Cristiano Ronaldo rischia qualcosa? La domanda non è provocatoria, visto che in Arabia Saudita qualsiasi segno di appartenenza ad una religione diversa dall’Islam è considerato proselitismo e quindi punito in teoria anche con il carcere. Nella realtà gli stranieri ricchi e famosi come Cristiano Ronaldo rischiano poco, se non un richiamo da parte della polizia: 12 anni fa accadde a Juan Pablo Pino, che guarda caso giocava nell’Al-Nassr. Per l’attaccante colombiano il problema non fu l’esultanza ma un tatuaggio sul braccio raffigurante Gesù Cristo: lui e la moglie furono arrestati e poi rilasciati quando l’Arabia si rese conto del danno di immagine che sarebbe derivato da una condanna. E parliamo del 2011, con il progetto Vision (in sintesi: migliorare l’immagine dell’Arabia Saudita per mezzo dello sport) non ancora partito. Per Cristiano Ronaldo non si arriverà a tanto, vista la sua visibilità, mentre un muratore filippino non se la sarebbe cavata con i rimproveri di qualche hater da tastiera. Certo è che i milioni di lavoratori stranieri ‘normali’ che ci sono in Arabia, dei quali almeno un milione è cristiano, non sono liberi di professare la loro religione né pubblicamente (possono esistere soltanto moschee, le poche chiese sono case anonime e senza segni, la croce non è nemmeno immaginabile) né in privato. Il paese usa i calciatori per sembrare moderno, ma ancora nel 2023 l’apostasia (cioè un musulmano che si converte ad altra religione) è punita con la morte ed addirittura è impossibile dire cose che siano associabili all’ateismo, qui con una pena massima che può arrivare a vent’anni di carcere.
La madre Dolores
Cristiano Ronaldo è poi un caso di calciatore per il quale il segno della croce non è un gesto come un altro, ma parte del proprio essere. La sua vita è infatti un miracolo, fin dall’inizio visto che sua madre Dolores pur essendo una cattolica devota aveva deciso di abortire: aveva già tre figli, era poverissima ed il marito alcolizzato le faceva vedere il futuro ancora più nero. Ma il medico al quale si rivolse per l’aborto le spiegò che in Portogallo nel 1984 l’aborto era illegale (nella sostanza lo sarebbe rimasto fino al 2007). Dolores non si arrese e tentò di perdere il bambino ubriacandosi e con altri metodi raccontati da lei stessa in un libro da brividi. Non ci riuscì ma invece di vedere un futuro ancora più disperato, con un neonato condannato alla miseria a Madeira, vide Dio e decise che questo bambino così motivato a nascere si sarebbe chiamato Cristiano. Ronaldo fu un’aggiunta del padre, ricomparso per il battesimo, in onore di Ronald Reagan del quale era un grande fan. Questa storia drammatica è stata alla base di tutto Cristiano Ronaldo e del suo rapporto con la religione, ben al di là di quei gesti che nei calciatori sono abitudine, spesso anche superstizione. Non c’è partita che non sia preceduta da una sua preghiera negli spogliatoi, preghiera privatissima. Ed è quindi evidente che CR7 sia di fronte a un bivio: finora in Arabia si era trattenuto, ma adesso sbaglierà qualsiasi cosa faccia.
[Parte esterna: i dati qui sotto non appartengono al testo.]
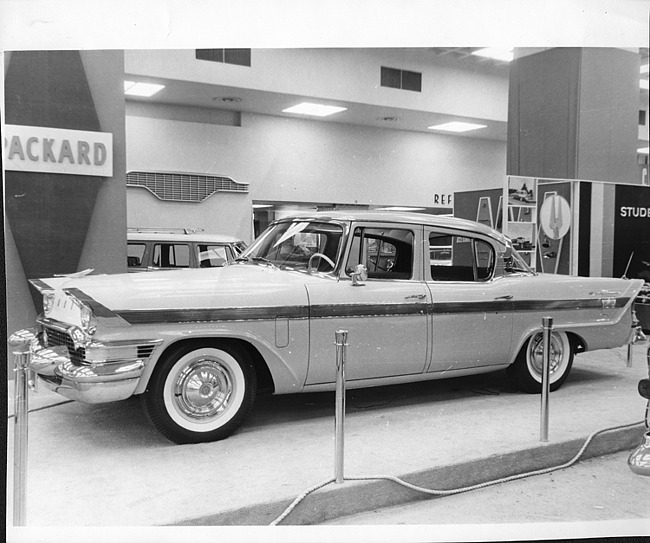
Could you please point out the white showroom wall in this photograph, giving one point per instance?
(295, 160)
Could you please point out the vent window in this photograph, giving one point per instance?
(401, 79)
(240, 57)
(181, 187)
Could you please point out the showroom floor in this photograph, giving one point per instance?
(105, 465)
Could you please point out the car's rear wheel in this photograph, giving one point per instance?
(526, 371)
(201, 392)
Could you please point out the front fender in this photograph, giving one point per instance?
(287, 363)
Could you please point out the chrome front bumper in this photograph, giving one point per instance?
(99, 383)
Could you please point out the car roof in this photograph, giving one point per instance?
(194, 237)
(402, 217)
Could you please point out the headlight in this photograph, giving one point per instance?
(48, 302)
(87, 319)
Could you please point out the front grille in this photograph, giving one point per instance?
(56, 338)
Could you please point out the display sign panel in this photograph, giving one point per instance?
(56, 150)
(632, 232)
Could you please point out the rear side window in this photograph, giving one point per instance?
(171, 255)
(211, 256)
(135, 254)
(386, 253)
(460, 258)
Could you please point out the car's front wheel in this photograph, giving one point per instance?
(201, 392)
(526, 371)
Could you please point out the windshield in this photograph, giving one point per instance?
(299, 245)
(514, 262)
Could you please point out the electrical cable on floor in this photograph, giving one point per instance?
(306, 493)
(36, 409)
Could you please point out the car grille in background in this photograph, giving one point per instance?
(55, 338)
(183, 187)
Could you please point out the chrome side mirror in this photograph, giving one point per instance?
(359, 274)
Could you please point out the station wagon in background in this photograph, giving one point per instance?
(422, 297)
(151, 249)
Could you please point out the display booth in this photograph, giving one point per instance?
(572, 227)
(568, 226)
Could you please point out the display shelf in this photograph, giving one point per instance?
(520, 216)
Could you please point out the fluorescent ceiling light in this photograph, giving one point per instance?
(133, 88)
(399, 208)
(317, 110)
(496, 53)
(457, 127)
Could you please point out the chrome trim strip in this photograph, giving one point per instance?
(41, 286)
(161, 316)
(169, 316)
(99, 310)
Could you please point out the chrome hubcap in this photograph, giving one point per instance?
(537, 354)
(203, 390)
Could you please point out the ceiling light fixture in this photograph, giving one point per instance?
(317, 110)
(495, 53)
(399, 208)
(133, 88)
(457, 126)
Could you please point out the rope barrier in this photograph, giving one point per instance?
(434, 492)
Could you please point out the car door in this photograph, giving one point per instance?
(385, 316)
(471, 312)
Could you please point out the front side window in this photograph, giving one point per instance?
(211, 256)
(135, 254)
(454, 257)
(171, 255)
(299, 245)
(387, 253)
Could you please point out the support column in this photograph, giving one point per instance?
(573, 114)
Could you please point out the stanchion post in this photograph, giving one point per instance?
(339, 421)
(20, 345)
(630, 354)
(547, 325)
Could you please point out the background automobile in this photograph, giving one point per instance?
(198, 345)
(168, 249)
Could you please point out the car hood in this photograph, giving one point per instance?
(241, 285)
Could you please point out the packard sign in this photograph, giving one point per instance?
(57, 150)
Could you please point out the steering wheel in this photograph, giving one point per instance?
(319, 255)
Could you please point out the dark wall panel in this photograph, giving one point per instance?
(49, 214)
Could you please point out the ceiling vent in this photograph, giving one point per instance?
(240, 57)
(183, 187)
(401, 79)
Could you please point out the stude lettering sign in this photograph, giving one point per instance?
(58, 150)
(635, 212)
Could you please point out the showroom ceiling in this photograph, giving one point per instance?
(248, 99)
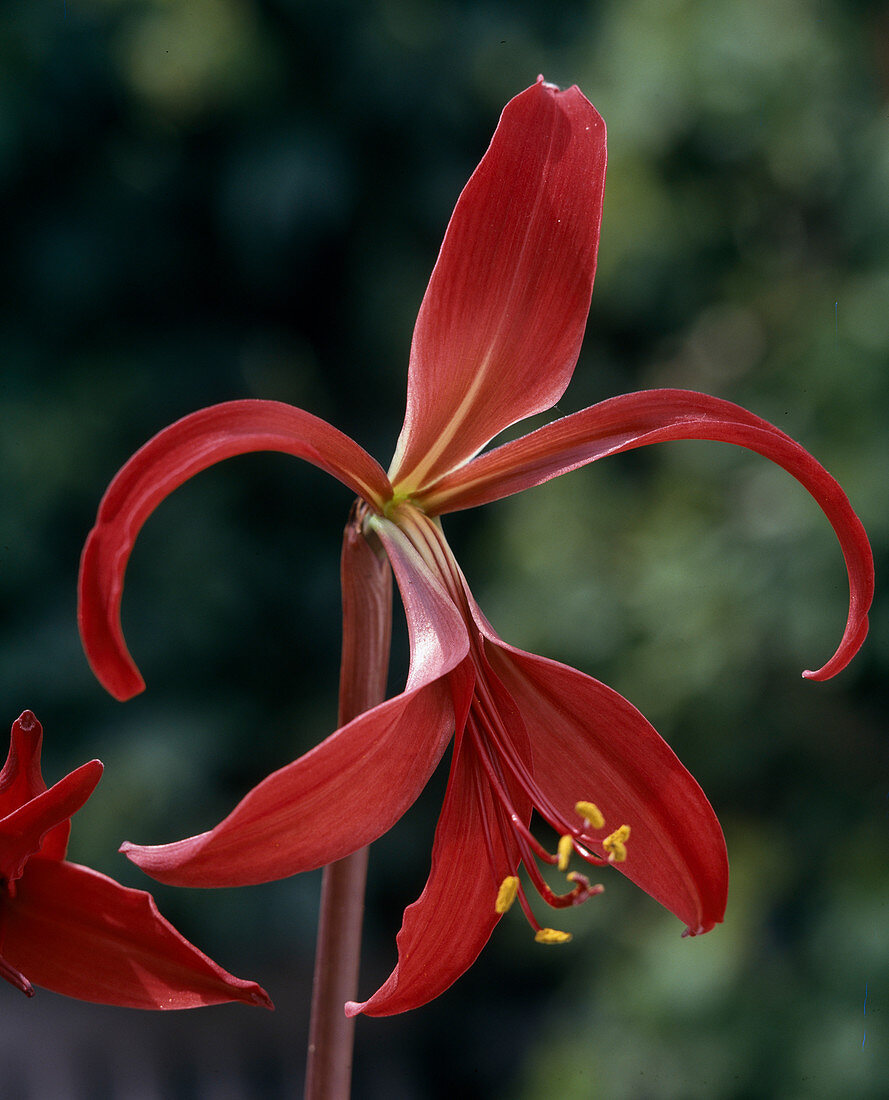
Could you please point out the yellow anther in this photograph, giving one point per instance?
(591, 813)
(615, 845)
(506, 894)
(552, 936)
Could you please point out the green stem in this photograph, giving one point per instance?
(366, 626)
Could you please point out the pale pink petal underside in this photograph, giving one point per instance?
(501, 325)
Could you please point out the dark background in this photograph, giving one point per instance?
(210, 199)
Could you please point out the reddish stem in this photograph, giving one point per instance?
(366, 626)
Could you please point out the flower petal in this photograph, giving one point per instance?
(590, 744)
(21, 778)
(657, 416)
(357, 783)
(501, 325)
(446, 928)
(76, 932)
(338, 798)
(167, 460)
(22, 833)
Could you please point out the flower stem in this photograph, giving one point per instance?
(366, 627)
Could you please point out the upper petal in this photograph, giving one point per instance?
(657, 416)
(500, 328)
(79, 933)
(166, 461)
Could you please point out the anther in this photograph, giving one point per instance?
(591, 814)
(506, 894)
(615, 845)
(552, 936)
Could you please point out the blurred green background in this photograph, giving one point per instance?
(210, 199)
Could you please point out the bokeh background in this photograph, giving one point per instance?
(210, 199)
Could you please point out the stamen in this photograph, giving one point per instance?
(615, 845)
(591, 814)
(552, 936)
(506, 894)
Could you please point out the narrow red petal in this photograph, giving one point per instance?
(501, 325)
(76, 932)
(590, 744)
(658, 416)
(355, 784)
(173, 457)
(23, 832)
(449, 924)
(21, 778)
(339, 796)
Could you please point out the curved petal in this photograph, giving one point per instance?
(79, 933)
(355, 784)
(590, 744)
(500, 328)
(23, 832)
(21, 780)
(446, 928)
(338, 798)
(658, 416)
(167, 460)
(436, 629)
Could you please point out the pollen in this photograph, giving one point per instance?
(615, 845)
(552, 936)
(591, 813)
(506, 894)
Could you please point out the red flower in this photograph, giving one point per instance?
(496, 340)
(74, 931)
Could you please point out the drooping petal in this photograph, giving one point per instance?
(446, 928)
(657, 416)
(164, 463)
(23, 832)
(501, 325)
(590, 744)
(76, 932)
(355, 784)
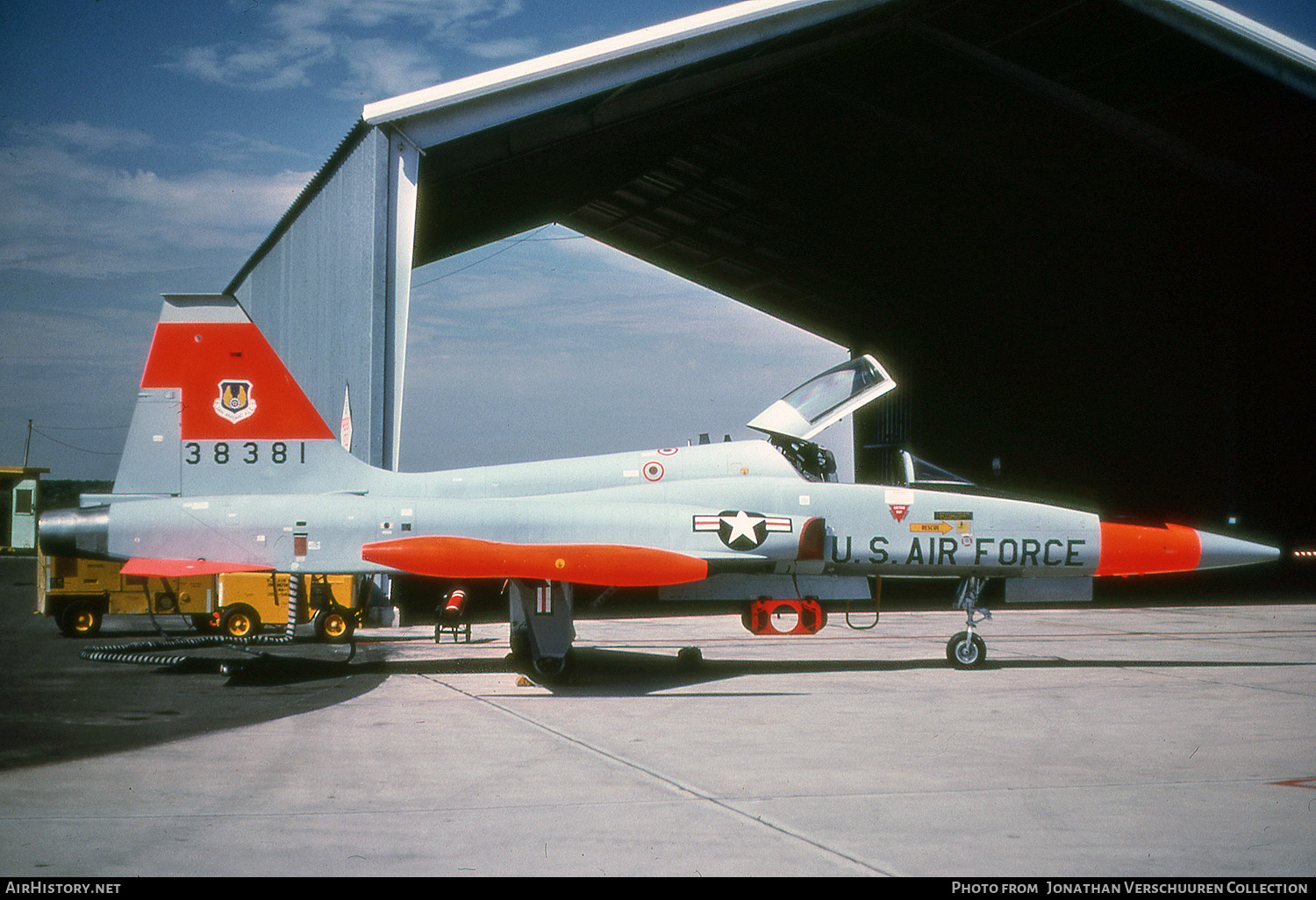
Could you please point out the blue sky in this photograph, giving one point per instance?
(149, 146)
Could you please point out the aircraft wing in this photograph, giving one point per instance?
(583, 563)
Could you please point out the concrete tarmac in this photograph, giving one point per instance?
(1166, 741)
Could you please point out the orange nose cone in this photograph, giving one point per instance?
(1144, 550)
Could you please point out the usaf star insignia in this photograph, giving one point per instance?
(740, 529)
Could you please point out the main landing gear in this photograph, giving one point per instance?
(542, 626)
(966, 650)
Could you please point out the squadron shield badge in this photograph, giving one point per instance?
(234, 402)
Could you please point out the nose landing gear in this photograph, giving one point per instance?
(968, 650)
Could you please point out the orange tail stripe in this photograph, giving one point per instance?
(1142, 550)
(582, 563)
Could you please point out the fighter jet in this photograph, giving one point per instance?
(229, 468)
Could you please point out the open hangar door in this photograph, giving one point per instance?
(1081, 236)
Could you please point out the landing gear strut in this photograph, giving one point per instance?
(966, 650)
(542, 626)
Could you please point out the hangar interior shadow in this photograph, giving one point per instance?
(1081, 239)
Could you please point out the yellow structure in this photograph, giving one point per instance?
(78, 594)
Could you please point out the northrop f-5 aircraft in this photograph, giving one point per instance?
(229, 468)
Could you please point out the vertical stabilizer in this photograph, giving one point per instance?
(218, 412)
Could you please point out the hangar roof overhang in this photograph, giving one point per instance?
(1124, 187)
(824, 161)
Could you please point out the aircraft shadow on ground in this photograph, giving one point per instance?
(626, 673)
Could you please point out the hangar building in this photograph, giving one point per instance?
(1081, 233)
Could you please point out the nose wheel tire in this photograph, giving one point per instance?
(966, 650)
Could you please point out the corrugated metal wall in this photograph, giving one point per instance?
(320, 294)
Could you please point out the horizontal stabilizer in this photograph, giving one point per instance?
(608, 565)
(181, 568)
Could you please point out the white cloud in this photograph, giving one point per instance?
(66, 213)
(352, 49)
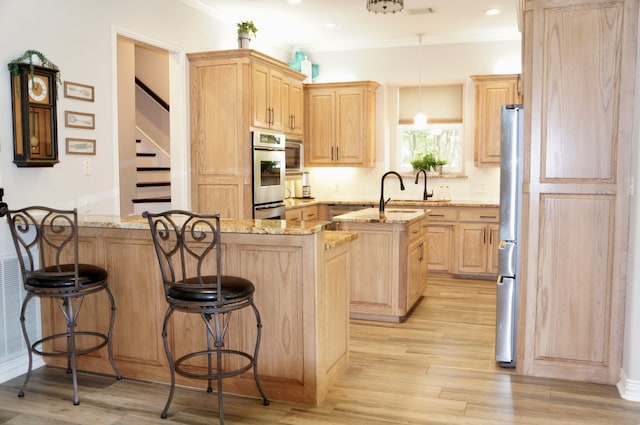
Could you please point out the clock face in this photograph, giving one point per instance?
(38, 89)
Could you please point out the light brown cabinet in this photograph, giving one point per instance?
(579, 124)
(230, 91)
(307, 213)
(267, 96)
(390, 268)
(478, 239)
(340, 124)
(491, 92)
(441, 239)
(293, 107)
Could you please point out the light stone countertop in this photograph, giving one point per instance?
(269, 227)
(391, 215)
(302, 202)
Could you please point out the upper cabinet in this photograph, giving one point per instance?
(232, 91)
(491, 92)
(293, 107)
(340, 124)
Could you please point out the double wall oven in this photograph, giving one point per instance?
(268, 175)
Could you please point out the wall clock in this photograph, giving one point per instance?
(35, 135)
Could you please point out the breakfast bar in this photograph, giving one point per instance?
(301, 274)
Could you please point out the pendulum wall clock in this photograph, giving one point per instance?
(35, 135)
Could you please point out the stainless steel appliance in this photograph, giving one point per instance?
(294, 154)
(510, 222)
(268, 175)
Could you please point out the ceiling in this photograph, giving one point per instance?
(303, 25)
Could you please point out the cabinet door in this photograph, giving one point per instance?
(319, 149)
(439, 248)
(349, 118)
(260, 95)
(492, 249)
(490, 94)
(472, 251)
(276, 80)
(294, 120)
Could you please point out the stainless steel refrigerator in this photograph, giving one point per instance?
(508, 250)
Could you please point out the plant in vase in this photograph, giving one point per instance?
(439, 162)
(426, 161)
(245, 30)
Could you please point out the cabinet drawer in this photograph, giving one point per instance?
(443, 214)
(480, 215)
(310, 213)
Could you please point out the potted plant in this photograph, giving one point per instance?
(245, 30)
(426, 161)
(439, 162)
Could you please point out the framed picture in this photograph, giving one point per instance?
(79, 120)
(81, 146)
(78, 91)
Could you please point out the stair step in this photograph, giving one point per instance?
(155, 184)
(151, 200)
(142, 169)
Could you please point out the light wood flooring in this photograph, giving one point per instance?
(436, 368)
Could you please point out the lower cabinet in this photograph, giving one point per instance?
(478, 240)
(389, 272)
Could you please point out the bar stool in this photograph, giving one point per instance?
(185, 244)
(46, 243)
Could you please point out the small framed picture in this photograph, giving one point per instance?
(79, 120)
(81, 146)
(78, 91)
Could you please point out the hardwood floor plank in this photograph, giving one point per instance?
(437, 368)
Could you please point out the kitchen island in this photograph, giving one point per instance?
(390, 264)
(301, 274)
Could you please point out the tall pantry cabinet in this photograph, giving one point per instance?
(578, 81)
(232, 91)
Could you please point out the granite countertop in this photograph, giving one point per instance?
(374, 215)
(269, 227)
(302, 202)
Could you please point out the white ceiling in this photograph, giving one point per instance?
(303, 25)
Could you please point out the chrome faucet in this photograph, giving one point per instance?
(425, 195)
(382, 201)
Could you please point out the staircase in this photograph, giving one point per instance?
(153, 182)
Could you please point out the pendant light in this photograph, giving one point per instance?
(420, 119)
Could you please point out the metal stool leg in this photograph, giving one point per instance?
(27, 342)
(169, 359)
(265, 400)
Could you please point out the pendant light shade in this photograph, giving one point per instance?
(385, 6)
(420, 121)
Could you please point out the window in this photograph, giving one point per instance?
(443, 136)
(443, 140)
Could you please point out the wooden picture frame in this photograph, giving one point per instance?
(79, 91)
(81, 146)
(79, 120)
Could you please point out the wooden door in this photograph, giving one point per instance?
(318, 148)
(578, 92)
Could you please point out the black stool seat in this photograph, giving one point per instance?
(233, 289)
(65, 277)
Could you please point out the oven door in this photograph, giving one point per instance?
(268, 176)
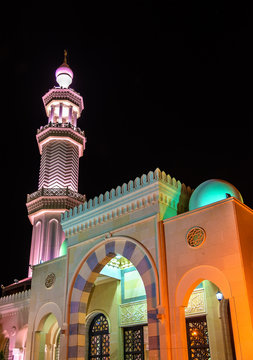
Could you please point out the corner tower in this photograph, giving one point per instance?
(60, 143)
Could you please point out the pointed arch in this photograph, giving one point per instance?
(194, 276)
(86, 274)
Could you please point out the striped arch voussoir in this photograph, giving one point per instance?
(84, 281)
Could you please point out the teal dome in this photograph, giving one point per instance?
(64, 248)
(211, 191)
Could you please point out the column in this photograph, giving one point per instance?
(70, 114)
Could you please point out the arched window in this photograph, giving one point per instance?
(99, 339)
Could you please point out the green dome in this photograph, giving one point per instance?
(211, 191)
(64, 248)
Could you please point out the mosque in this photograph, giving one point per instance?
(149, 270)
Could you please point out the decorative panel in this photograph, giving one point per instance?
(196, 304)
(133, 313)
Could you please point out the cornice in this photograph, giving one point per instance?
(154, 188)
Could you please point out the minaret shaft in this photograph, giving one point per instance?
(61, 143)
(59, 165)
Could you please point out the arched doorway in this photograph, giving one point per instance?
(206, 320)
(99, 338)
(47, 339)
(208, 324)
(84, 286)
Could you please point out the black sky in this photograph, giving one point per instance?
(162, 87)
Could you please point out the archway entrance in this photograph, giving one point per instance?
(126, 294)
(47, 339)
(208, 324)
(116, 319)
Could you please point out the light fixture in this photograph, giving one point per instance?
(219, 295)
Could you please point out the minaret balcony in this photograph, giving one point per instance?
(61, 131)
(52, 199)
(59, 94)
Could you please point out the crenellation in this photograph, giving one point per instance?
(131, 186)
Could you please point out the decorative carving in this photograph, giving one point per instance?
(195, 236)
(133, 313)
(50, 280)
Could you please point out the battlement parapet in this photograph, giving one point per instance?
(174, 188)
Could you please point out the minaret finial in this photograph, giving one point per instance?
(65, 56)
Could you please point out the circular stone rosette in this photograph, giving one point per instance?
(50, 280)
(195, 236)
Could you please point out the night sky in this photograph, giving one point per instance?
(162, 87)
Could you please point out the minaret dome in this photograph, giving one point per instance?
(64, 75)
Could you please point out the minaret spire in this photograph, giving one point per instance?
(61, 143)
(65, 57)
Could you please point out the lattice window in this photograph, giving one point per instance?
(99, 339)
(197, 338)
(133, 343)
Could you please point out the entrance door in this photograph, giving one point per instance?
(99, 339)
(133, 343)
(197, 338)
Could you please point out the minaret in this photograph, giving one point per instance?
(60, 143)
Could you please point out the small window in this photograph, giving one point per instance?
(133, 343)
(99, 339)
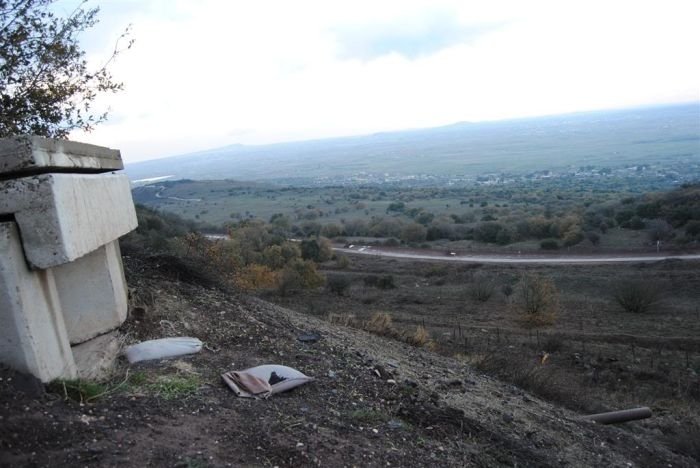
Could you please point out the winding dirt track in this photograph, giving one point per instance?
(531, 259)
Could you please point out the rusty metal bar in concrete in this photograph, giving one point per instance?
(616, 417)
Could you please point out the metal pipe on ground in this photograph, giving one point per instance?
(616, 417)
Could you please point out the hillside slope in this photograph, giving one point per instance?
(438, 412)
(667, 135)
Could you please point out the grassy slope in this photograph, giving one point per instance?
(599, 138)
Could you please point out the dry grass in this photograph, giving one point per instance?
(536, 300)
(380, 324)
(637, 296)
(345, 320)
(530, 374)
(419, 338)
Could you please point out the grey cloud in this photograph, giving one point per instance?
(410, 37)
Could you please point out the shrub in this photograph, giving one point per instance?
(593, 237)
(392, 242)
(338, 284)
(549, 244)
(386, 282)
(507, 289)
(536, 299)
(370, 280)
(637, 296)
(380, 323)
(342, 261)
(481, 289)
(420, 337)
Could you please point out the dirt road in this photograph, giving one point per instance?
(526, 259)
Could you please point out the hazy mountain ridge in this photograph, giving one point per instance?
(633, 136)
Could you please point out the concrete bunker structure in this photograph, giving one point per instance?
(62, 287)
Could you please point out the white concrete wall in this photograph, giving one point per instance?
(63, 217)
(26, 153)
(33, 335)
(92, 292)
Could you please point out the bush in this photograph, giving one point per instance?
(342, 261)
(380, 323)
(637, 296)
(481, 289)
(419, 338)
(549, 244)
(338, 284)
(386, 282)
(536, 299)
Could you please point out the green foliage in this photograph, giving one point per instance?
(549, 244)
(299, 274)
(82, 391)
(482, 288)
(536, 299)
(381, 282)
(338, 284)
(46, 85)
(170, 387)
(637, 296)
(413, 233)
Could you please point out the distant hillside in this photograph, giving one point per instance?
(668, 134)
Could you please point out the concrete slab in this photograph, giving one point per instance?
(33, 336)
(63, 217)
(95, 358)
(33, 154)
(93, 293)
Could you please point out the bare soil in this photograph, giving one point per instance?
(375, 401)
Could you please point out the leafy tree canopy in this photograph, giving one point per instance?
(46, 85)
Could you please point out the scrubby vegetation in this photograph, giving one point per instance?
(528, 214)
(251, 256)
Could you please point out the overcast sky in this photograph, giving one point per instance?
(208, 73)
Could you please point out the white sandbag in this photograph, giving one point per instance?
(263, 381)
(162, 348)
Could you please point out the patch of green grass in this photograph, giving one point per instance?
(170, 387)
(83, 391)
(369, 416)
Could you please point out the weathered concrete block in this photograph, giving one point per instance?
(62, 217)
(92, 292)
(33, 336)
(33, 154)
(95, 358)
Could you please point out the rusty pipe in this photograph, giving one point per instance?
(616, 417)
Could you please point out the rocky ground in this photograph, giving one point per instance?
(375, 401)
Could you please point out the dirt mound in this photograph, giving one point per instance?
(375, 401)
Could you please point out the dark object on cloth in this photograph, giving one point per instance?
(309, 337)
(263, 381)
Il segno della croce sembrerebbe una provocazione, non farlo un atto di sottomissione.
Soluzione Benzema
L’interesse del governo saudita è che il caso si sgonfi e che non diventi un’operazione di marketing al contrario, buttando via centinaia di milioni. Per questo è probabile che non accada niente, con la quadratura del cerchio che potrebbe essere l’ingaggio sempre più frequente di giocatori che siano al tempo stesso famosi e musulmani. Già a questo giro se ne è avuto un assaggio, con Benzema e con altri. E proprio l’ex compagno di Cristiano Ronaldo al Real Madrid ha spiegato che il fattore religioso è nella sua scelta stato decisivo: sarà, ma fino a quando non ha avuto 36 anni ed un’offerta da 200 milioni l’anno, in pratica uguale a quella di CR7, Benzema tutta questa devozione all’Islam non l’aveva manifestata. La Saudi Pro League, che dichiaratamente punta ad essere il primo campionato per importanza dopo i top 5 europei, di tutto ha bisogno tranne che di aprire discussioni religiose. Il suo primo problema rimane la classe media dietro ai vari Mané, Milinkovic-Savic, Kessie, Mahrez, Koulibaly, Kanté, eccetera: era e rimane imbarazzante, almeno per un appassionato di calcio europeo. Perché si possono comprare i calciatori, ma non i loro tifosi.